Indeed, the pressure already seems to be on him. In a speech at a banking conference Tuesday, just two days after Cheney cautioned Americans about a recession, Greenspan said: "In a period of transition from unsustainable to more modest rates of growth, an economy is obviously at increased risk of untoward events that would be readily absorbed in a period of boom."
Even though Greenspan will probably leave rates unchanged for now, look for a change of stance at the Fed's next meeting on Dec. 19. Inflation will be declared dead and an economic slowdown will be proclaimed as the main concern for 2001.
But the real action will come when the next administration begins outlining its economic plan in late January. A media cranking out scaremongering economic stories will be doing the bidding of the presumptive Republican administration, which still wants to enact massive tax cuts for the well-to-do. "I would hope that would change people's calculations with respect to the wisdom of the kind of tax cut that Governor Bush has recommended," Cheney said on "Meet the Press," suggesting that the $1.3 trillion tax cut at the center of Bush's domestic policy proposals is exactly the kind of medication a maybe-tanking economy needs.
Unfortunately, a big tax cut for the wealthy is exactly what the economy doesn't need right now. It would go into savings and conspicuous consumption, and would do nothing to shore up the wobbly balance sheets of indebted households. (An immediate minimum-wage hike would be the best medicine for that.) What the Bush tax cut may do, as World Bank economists warned on Tuesday, is exacerbate the risk of economic vulnerability.
To hear him speak, Bush sounds like an economic illiterate. But Cheney, whose experience includes participating in transitions to five prior Republican administrations, certainly understands the power that government fiscal policy can have over the economy.
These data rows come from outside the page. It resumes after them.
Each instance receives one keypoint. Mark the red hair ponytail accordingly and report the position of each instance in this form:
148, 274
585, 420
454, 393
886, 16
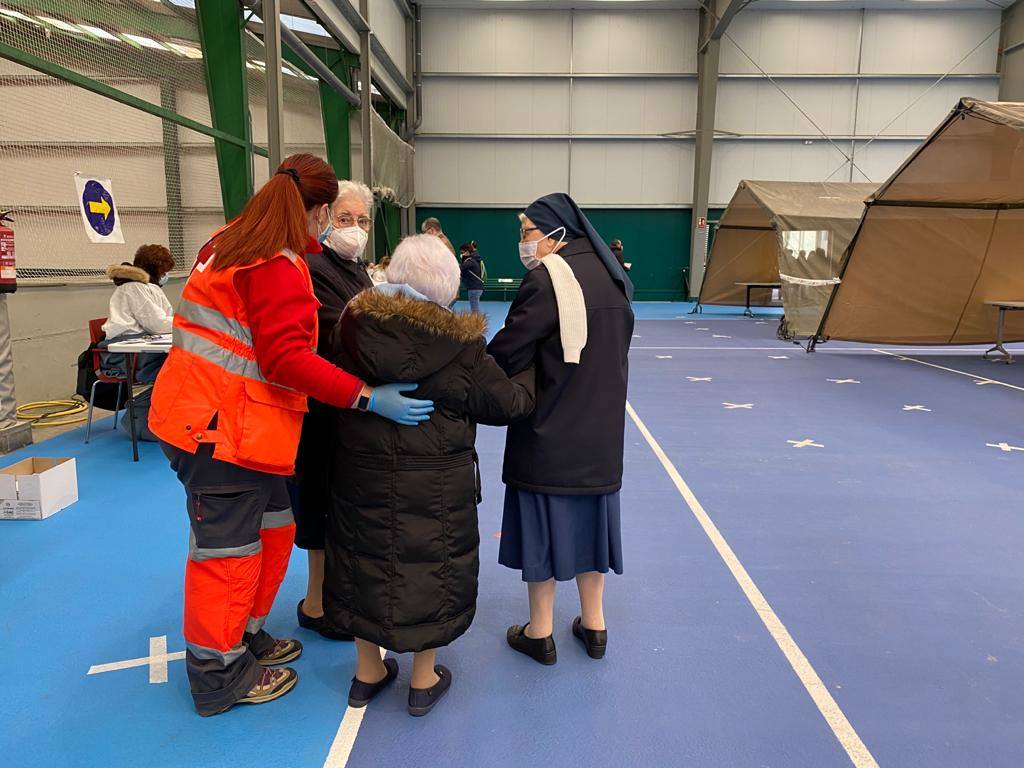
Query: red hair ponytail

When Ronald Reagan took office in 1981, his minions rewarded their corporate allies with massive tax breaks and devastated Democratic Party regulars with equally massive social-service cuts. The result was the worst economic downturn since the Great Depression, with unemployment hitting double digits. In some Midwestern precincts, where I was working at the time, it ran as high as 25 percent.
But three years later, when the Gipper was running for reelection, a wobbly economy was finally emerging from the pasting. It was just in time for his 1984 "Morning in America" campaign.